How should we respond to a proposal to make the new, safer drug available through the University Health Center on a subsidized and confidential basis?  (Let us stipulate that there is no legal impediment to doing so.  Imagine that the drug is sometimes legitimately distributed over the counter as a "sleep aid.")  The argument is that, though we don't want to encourage date rape and the use of date rape drugs, we need to be realistic.  Date rape happens and will continue to happen despite our ongoing efforts to discourage it; date rape drugs are going to be used; we are not going to be able to turn back the clock and makes these drugs cease to exist.  Let's at least lessen the potential harm to women who are victimized.

Speaking for myself, I would firmly say no to this proposal.  But, then, I am a moral conservative.  I don't think we should subsidize and facilitate immoral behavior, even for the sake of preventing injuries and deaths a certain number of which will surely occur as a result of date rapists using unsafe drugs instead of the safer drugs they would have been using had we subsidized them and made them available.

What I don't know is whether liberals would agree with me as to whether the proposal should be rejected.  My sense is that most liberals do not share the general principle on the basis of which I myself would reject the proposal.  But, perhaps other grounds are available to them for rejecting it.  I don't think they would want to say that by subsidizing and distributing safer date rape drugs we are tacitly approving date rape.  They might, however, say that the policy of subsidizing and distributing the drugs would result in more date rape by contributing to a cultural climate in which date rape comes to be regarded by potential perpetrators as acceptable conduct.  But, then, liberals generally don't reason this way about, say, promiscuity when considering whether to subsidize and distribute contraceptives on campus.  Most liberals I talk with seem to believe that the policy of distributing birth control pills, placing condoms in jars in student lounges, etc. doesn't affect students' beliefs about sexual morality or alter their conduct.  The amount of promiscuous sex will remain the same, they say, whether or not condoms are subsidized and distributed; the only difference is whether the sex will result in unwanted pregnancies and venereal diseases that might have been prevented had condoms been used.
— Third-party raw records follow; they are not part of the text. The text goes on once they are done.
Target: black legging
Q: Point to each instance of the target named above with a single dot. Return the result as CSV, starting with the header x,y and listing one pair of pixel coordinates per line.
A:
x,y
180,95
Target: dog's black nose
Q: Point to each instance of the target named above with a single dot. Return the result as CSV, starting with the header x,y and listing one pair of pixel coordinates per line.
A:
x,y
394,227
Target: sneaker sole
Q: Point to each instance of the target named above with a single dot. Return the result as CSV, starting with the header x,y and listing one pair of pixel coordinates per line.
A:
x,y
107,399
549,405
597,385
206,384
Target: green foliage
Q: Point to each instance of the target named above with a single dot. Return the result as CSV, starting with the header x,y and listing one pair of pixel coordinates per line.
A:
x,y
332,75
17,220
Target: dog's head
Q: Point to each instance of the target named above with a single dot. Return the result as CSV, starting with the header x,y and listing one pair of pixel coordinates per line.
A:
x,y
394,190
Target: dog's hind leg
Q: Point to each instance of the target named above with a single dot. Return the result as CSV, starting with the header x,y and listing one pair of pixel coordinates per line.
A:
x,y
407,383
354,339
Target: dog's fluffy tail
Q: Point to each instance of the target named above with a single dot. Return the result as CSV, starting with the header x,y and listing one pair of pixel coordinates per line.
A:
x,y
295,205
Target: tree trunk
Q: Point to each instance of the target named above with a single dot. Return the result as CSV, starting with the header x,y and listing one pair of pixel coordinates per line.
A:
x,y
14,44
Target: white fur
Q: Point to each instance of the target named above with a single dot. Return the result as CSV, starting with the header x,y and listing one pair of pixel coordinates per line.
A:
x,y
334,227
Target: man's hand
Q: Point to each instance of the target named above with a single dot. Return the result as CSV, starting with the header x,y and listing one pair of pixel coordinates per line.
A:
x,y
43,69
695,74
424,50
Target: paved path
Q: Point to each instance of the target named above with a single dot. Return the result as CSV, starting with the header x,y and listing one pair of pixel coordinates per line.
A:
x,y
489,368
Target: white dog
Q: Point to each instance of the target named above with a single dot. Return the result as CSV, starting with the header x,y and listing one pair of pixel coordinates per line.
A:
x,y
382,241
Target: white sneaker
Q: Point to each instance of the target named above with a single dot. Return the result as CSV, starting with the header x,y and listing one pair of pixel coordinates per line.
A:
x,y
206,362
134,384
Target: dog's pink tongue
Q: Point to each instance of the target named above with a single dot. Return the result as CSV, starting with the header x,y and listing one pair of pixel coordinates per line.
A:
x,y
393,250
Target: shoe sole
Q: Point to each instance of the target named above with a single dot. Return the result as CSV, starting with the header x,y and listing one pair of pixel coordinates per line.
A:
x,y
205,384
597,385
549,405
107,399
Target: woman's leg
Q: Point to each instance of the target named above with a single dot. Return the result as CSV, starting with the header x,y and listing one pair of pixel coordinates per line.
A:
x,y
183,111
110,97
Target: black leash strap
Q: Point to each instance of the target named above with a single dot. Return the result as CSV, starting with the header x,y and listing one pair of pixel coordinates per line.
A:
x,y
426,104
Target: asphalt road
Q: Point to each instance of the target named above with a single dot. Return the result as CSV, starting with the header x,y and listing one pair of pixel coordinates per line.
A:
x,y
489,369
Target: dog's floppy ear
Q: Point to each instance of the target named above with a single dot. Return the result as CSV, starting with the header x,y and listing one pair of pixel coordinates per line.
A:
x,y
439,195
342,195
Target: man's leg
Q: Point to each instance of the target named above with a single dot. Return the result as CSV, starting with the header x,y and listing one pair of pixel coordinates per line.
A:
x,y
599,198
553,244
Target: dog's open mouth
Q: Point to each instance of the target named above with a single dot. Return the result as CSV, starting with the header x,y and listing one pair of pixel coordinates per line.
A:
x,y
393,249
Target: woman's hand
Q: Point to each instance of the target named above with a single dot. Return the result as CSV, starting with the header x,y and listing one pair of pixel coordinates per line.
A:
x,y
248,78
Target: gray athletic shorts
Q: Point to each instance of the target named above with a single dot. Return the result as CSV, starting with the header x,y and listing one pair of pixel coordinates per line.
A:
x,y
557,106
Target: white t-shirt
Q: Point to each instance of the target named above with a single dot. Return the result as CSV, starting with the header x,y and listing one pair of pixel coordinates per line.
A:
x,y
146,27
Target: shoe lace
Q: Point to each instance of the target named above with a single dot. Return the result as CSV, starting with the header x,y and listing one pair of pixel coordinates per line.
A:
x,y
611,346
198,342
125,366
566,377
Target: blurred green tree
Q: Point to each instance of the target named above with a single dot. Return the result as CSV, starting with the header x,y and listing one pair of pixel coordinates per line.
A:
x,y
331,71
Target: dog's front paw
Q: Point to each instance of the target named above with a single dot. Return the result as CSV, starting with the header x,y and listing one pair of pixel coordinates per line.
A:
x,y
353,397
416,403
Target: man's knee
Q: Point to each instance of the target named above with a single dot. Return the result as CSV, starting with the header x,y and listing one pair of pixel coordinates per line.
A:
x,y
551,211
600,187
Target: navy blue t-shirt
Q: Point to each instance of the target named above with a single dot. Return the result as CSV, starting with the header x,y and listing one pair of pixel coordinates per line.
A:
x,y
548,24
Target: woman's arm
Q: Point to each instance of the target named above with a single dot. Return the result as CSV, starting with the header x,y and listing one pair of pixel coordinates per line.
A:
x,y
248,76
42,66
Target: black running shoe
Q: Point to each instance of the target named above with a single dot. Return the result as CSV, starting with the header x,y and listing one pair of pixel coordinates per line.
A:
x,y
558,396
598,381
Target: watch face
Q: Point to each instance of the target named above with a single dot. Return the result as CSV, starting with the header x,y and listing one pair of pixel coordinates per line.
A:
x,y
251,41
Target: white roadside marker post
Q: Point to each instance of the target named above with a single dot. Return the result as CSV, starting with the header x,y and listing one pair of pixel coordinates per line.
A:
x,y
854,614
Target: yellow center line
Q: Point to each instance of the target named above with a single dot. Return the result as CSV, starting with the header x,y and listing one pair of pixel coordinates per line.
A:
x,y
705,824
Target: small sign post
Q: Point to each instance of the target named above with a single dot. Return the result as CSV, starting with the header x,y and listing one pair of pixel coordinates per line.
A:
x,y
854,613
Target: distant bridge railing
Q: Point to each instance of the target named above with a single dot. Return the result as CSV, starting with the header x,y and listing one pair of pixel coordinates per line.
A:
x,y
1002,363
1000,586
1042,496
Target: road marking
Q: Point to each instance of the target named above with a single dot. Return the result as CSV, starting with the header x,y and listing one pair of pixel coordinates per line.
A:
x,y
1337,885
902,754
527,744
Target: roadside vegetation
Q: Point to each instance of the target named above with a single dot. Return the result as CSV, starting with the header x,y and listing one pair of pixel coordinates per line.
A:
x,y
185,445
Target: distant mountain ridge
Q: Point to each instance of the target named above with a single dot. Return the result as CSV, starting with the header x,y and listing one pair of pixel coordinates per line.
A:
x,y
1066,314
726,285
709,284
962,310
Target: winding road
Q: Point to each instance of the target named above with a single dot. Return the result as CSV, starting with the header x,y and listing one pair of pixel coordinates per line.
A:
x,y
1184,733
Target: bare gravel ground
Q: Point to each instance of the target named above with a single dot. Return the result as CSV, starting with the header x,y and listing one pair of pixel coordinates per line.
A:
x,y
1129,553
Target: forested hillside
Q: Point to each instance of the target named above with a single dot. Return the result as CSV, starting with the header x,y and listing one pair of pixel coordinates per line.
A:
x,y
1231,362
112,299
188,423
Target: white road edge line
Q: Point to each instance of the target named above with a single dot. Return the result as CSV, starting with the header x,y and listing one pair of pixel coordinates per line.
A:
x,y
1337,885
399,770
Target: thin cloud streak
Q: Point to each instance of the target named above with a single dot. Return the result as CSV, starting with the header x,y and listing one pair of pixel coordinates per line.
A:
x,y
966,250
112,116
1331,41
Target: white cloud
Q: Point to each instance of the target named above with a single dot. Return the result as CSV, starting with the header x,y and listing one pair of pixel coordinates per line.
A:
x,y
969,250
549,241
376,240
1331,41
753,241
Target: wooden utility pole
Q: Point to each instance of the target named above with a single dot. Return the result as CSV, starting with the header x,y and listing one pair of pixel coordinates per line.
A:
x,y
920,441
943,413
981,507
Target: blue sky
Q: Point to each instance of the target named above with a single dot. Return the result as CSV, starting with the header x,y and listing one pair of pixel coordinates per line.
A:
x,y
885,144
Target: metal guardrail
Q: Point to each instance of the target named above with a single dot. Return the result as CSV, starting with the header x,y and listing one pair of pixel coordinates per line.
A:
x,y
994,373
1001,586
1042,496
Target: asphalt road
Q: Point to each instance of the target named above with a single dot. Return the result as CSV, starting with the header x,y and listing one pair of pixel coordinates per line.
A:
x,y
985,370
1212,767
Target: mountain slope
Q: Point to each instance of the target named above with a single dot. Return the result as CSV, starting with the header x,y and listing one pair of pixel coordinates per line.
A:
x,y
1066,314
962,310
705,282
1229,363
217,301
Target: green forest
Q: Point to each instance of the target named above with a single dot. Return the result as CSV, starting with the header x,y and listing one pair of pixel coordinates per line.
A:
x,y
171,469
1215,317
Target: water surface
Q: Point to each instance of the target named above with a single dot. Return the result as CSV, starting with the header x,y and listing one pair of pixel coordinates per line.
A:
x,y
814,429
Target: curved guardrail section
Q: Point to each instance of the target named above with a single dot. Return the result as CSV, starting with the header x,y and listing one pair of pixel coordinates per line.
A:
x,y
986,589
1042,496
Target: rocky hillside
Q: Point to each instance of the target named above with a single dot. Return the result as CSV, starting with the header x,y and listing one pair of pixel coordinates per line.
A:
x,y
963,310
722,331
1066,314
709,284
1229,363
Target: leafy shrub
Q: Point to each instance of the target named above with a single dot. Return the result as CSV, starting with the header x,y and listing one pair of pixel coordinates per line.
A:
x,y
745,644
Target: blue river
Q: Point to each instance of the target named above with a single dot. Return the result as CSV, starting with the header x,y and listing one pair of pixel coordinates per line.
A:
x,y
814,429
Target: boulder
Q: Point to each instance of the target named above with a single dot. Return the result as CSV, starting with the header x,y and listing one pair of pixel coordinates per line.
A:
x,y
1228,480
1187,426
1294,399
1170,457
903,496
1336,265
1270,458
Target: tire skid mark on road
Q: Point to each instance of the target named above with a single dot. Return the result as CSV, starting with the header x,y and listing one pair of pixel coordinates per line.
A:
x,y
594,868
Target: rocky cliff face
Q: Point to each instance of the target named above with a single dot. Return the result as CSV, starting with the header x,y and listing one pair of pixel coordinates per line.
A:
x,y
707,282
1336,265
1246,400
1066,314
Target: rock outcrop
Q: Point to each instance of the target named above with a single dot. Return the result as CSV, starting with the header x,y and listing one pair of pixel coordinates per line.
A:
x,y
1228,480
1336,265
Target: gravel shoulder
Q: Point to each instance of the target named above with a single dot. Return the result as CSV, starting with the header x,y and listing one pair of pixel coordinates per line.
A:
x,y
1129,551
In any event, let's assume, just to test the principle, that we have reliable studies to show that easy access to cheap safer date rape drugs does not increase the number of date rapes in general or the number of date rapes in which date rape drugs are used.  It does not turn non-rapists into rapists.  The rate of date rape snd the use of date rate drugs will remain the same.  The only difference will be that victims will have a lower incidence of injury and death from the drugs themselves.

On this assumption, what is the correct answer from the liberal point of view?  Should a University Health Center subsidize and distribute the safer date rape drugs or not?